Croatie : le système d'élection des membres du Parlement (Sabor)
2005-01-02

Sur le plan constitutionnel, la Croatie est une démocratie parlementaire dont l'organisation institutionnelle présente des similitudes avec le régime français de la Ve République.

Le mandat parlementaire a été ramené de cinq à quatre ans, le scrutin est devenu proportionnel, le nombre de députés étendu à quelque 150. Par ailleurs, le Sabor, initialement bicaméral, est devenu en 2001 un Parlement monocaméral, suite à la réforme constitutionnelle qui a supprimé la Chambre haute. Avec 34 femmes sur ses bancs, soit près d'un quart des députés, le Sabor s'était aussi hissé sous la dernière législature parmi les Parlements d'Europe où la parité hommes-femmes était la mieux respectée.

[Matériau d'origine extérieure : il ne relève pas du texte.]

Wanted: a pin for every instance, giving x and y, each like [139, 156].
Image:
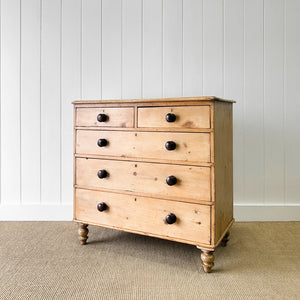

Les circonscriptions électorales



Selon le Code électoral, la Croatie est divisée en dix circonscriptions législatives comptant un nombre sensiblement égal d'électeurs. A celles-ci s'ajoutent deux circonscriptions particulières, l'une regroupant les Croates de l'étranger et l'autre les minorités nationales. Dans chacune des 10 circonscriptions, 14 députés sont élus au scrutin de liste proportionnel, ce qui donne en tout 140 députés. Que ce soit pour un seul parti ou une coalition de partis, le seuil électoral pour être représenté au Parlement est fixé à 5 % des suffrages exprimés et la répartition des sièges se fait selon la méthode de la plus forte moyenne (dite méthode d'Hondt, employée notamment en France aux élections européennes).

La méthode d'Hondt



Au scrutin législatif croate, le nombre de députés obtenu par chaque liste est calculé selon la règle d'Hondt, mise au point par le mathématicien belge Victor d'Hondt. Bien qu'elle semble a priori fastidieuse, cette méthode présente l'avantage de calculer en une seule opération la répartition de tous les sièges selon la méthode de la plus forte moyenne. Elle est communément utilisée dans de nombreux pays européens dans les scrutins à la proportionnelle.

Le calcul de la répartition des sieges



La Croatie métropolitaine étant divisée en dix circonscriptions donnant chacune quatorze députés, on procède de la manière suivante dans chacune d'elles : le nombre de suffrages exprimés recueillis par chaque liste présentée (qu'il s'agisse d'un parti ou d'une coalition) est divisé par les coefficients 1, 2, 3,... jusqu'à 14. On obtient ainsi quatorze quotients pour la première liste, quatorze pour la seconde, et ainsi de suite jusqu'à la dernière liste. Par exemple, s'il y a 9 listes dans la circonscription considérée, on obtiendra en tout 9x14 = 126 quotients. Tous ces nombres sont alors classés par ordre décroissant, du plus grand au plus petit. Chaque parti (ou coalition) obtiendra alors, dans la circonscription considérée, autant de sièges qu'il aura obtenu de quotients parmi les quatorze premiers nombres. Les partis ou coalitions dont le plus grand des 14 quotients ainsi obtenus arriverait derrière la 14e place n'obtiendront en revanche aucun siège dans cette circonscription.

Le nombre, variable, de députés qui les représenteront finalement au Parlement est fonction de leur participation. On l'obtient en divisant le nombre total de suffrages recueillis à l'étranger par le nombre moyen de suffrages exprimés dans les dix circonscriptions métropolitaines (participation totale divisée par dix) ; ce quotient est ensuite multiplié par 14 (nombre de députés par circonscription), puis arrondi à l'entier le plus proche. Ainsi, la représentation au Sabor des Croates résidant à l'étranger est parfaitement proportionnelle à leur poids dans le corps électoral national. En janvier 2000, six députés avaient été élus par les Croates de l'étranger.

Les Croates de l'étranger peuvent se rendre dans l'un des 155 bureaux de vote ouverts dans au total 40 pays sur les cinq continents.